Why My Pregnancy Strengthened My Pro-Choice Beliefs

cute baby sitting uphome insemination syringe

Every woman deserves the autonomy to choose whether to dedicate her life—and body—to another being. Whether it’s a 35-year-old woman who doesn’t want children, a 15-year-old who lacks access to contraception, or a 23-year-old who’s not ready to be tied down, each person should have the right to say “no” to what happens within their body, regardless of their situation.

I’ve held this belief since I was old enough to join the discussion. Whenever I expressed my pro-choice views around those who disagreed, the responses were often mild—typically along the lines of, “You’ll change your mind once you have your own child,” or, “You’re still young.” As someone who generally takes a backseat in debates, I didn’t feel the need to push my liberal views further.

When I discovered I was pregnant, the embryo inside me was just a poppy seed in size. It wouldn’t be considered a “fetus” for another four weeks, but if I had chosen not to continue the pregnancy, I would have faced a barrage of political and social pressures. Sure, those cells are alive, but so are the cells on my face—no one protests when I exfoliate, right?

Now, as a mother to a cherished, planned child, I can say the skeptics were partially right: I do feel differently. I’m more empowered than ever to express my pro-choice stance, and I’ve gained additional insights along the way.

For one, I didn’t instantly fall in love with my baby the moment that second line appeared on the pregnancy test. My husband, Jake, and I did our homework before trying to conceive. We devoured books, consulted doctors, and listened to the wisdom of experienced parents. The cliché that I would instantly feel like a mother upon discovering my pregnancy didn’t quite pan out for me.

What I loved was the idea of starting a family, the thrilling adventure ahead, and I knew we’d see this pregnancy through. But in the midst of morning sickness and fatigue, I often thought—if we weren’t so eager for this baby, would I have put myself through this?

My career took a hit. My friendships dwindled. My health, finances, and overall well-being were compromised. To reassure myself, I would mentally list the positives: This baby is planned and healthy. Jake is a supportive partner. I’m not facing any serious medical issues. We’re financially stable.

But those positives only reinforced the notion that, without them, I might have made a different choice. My position in life allowed me to justify my pregnancy, but what about women who don’t share that advantage?

Being pro-choice also brought to light the fragility of early pregnancy. Eager to share our joy, Jake and I announced our news at just six weeks along, well before the typical 12-week mark when the risk of miscarriage decreases. While many celebrated with us, some responded with caution, urging us to temper our excitement until we reached the second trimester.

I realize I tend to surround myself with like-minded individuals. Additionally, I became pregnant during a time when organizations like Planned Parenthood were facing significant scrutiny, making discussions about when life begins more contentious than ever. It was eye-opening to see how some people would have condemned me for choosing an abortion while others wanted me to hold back on celebrating my pregnancy.

One particularly emotional episode occurred when I thought I was experiencing a miscarriage at eight weeks. As I grieved for the family I envisioned, I grappled with who would understand my sorrow. As a pro-choice woman with a planned pregnancy, I recognized my right to mourn the loss of my embryo, while another woman might view those same cells as merely a medical issue. Thankfully, my pregnancy progressed, and I welcomed a healthy baby boy, Leo, seven months later, so I never had to navigate this painful thought experiment in reality.

Being pro-choice doesn’t equate to being pro-abortion. It means women should have the option to decide against continuing a pregnancy without facing judgment.

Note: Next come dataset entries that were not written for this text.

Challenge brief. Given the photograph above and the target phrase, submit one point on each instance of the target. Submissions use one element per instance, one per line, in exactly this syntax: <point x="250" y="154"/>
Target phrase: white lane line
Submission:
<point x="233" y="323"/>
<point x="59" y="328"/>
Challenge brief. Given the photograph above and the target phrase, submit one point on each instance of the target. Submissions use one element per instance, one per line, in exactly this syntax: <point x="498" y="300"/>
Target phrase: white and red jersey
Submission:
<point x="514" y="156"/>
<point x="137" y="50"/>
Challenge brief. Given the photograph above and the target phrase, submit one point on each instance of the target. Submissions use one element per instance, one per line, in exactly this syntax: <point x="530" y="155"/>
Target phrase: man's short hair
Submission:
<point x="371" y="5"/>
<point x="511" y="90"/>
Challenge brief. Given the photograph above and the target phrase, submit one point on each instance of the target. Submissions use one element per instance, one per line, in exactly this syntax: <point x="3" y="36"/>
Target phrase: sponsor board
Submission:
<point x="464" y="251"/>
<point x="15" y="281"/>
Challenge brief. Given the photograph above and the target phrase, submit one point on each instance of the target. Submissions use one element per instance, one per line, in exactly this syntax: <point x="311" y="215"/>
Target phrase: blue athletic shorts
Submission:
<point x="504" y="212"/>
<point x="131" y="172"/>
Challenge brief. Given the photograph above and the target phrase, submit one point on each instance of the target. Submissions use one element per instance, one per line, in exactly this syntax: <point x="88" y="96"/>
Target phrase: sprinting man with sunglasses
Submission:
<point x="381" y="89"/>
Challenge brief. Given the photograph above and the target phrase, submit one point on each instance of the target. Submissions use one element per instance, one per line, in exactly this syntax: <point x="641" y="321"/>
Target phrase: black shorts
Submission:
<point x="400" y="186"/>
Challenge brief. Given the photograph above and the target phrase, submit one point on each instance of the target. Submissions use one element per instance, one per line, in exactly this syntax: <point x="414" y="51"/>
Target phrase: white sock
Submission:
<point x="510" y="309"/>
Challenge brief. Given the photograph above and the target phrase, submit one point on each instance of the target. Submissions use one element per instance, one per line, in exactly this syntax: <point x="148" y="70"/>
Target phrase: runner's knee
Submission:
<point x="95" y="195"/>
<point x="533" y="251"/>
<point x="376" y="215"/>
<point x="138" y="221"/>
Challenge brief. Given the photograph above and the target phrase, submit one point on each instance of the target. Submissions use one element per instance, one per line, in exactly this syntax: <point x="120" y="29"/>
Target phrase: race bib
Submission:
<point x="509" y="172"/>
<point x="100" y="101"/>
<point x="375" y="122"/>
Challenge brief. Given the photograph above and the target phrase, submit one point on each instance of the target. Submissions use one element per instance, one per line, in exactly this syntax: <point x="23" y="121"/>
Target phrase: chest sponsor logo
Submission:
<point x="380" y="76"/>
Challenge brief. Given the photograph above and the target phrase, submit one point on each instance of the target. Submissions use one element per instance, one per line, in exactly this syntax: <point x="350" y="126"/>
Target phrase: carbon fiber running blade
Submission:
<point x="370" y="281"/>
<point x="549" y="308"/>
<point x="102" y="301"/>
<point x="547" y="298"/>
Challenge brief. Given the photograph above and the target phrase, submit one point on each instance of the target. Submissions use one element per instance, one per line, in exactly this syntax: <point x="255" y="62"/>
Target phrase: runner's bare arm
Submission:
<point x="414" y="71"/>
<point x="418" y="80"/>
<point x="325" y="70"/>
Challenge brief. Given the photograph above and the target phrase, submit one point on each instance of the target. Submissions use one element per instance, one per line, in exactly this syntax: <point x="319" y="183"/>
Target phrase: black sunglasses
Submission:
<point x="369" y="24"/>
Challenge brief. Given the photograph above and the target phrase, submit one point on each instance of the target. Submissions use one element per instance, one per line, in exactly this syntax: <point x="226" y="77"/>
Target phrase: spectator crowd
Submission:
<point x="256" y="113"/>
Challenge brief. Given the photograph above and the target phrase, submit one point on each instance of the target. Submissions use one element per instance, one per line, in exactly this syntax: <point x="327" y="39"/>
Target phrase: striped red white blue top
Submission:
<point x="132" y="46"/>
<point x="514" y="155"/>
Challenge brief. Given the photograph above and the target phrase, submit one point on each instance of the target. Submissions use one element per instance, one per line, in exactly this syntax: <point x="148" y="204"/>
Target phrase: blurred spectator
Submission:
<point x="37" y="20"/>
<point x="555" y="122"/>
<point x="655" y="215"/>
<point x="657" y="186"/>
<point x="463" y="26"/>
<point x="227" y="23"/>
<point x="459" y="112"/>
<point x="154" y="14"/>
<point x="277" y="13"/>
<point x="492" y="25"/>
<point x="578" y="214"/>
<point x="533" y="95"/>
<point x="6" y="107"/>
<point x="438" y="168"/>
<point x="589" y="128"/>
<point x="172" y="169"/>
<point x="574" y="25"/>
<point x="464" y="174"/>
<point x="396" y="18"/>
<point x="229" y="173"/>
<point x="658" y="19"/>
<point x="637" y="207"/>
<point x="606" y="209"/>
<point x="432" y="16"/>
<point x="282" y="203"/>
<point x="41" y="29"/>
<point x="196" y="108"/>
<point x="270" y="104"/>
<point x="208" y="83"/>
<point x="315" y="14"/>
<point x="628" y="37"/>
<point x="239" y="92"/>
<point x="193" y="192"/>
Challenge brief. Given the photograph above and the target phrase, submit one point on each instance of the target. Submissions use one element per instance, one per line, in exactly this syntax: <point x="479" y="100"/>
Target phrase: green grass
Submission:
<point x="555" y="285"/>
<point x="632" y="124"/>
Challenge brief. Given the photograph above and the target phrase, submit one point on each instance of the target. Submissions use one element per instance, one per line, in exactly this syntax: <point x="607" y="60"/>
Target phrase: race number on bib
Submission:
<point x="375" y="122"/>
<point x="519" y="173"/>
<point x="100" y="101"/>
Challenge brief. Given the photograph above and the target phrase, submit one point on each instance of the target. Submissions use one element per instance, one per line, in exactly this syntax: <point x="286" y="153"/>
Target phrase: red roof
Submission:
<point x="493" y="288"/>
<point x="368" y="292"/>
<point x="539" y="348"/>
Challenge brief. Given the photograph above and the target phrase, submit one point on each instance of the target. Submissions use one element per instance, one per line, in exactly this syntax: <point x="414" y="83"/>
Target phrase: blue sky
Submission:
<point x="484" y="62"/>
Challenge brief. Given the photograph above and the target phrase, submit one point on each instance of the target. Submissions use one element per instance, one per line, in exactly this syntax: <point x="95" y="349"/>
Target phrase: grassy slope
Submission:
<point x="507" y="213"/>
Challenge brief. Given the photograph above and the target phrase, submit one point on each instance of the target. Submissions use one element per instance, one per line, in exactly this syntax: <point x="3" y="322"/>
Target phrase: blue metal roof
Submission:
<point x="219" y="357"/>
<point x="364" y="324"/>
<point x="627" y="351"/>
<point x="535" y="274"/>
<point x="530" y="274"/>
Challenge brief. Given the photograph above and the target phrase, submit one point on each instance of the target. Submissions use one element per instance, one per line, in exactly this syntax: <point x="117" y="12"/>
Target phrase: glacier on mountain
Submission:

Similarly, those who choose to carry a pregnancy to term deserve to celebrate that choice without fear of scrutiny.

Now that Leo is a thriving five-month-old, my pro-choice beliefs remain steadfast. His laughter and my journey into motherhood haven’t changed my view that implantation doesn’t equate to personhood. I’m thankful I had the autonomy to decide when to expand our family, making it a blessing for myself, Jake, and our little Leo.

For more insights on pregnancy, check out this excellent resource from Healthline. And if you’re curious about enhancing your fertility journey, don’t miss this guide on boosting fertility supplements.

Summary

My pregnancy journey has deepened my pro-choice beliefs, reminding me that every woman should have the right to choose. Despite societal pressures and differing opinions on when life begins, it’s crucial to respect each woman’s individual decision, whether to celebrate a pregnancy or grieve its loss.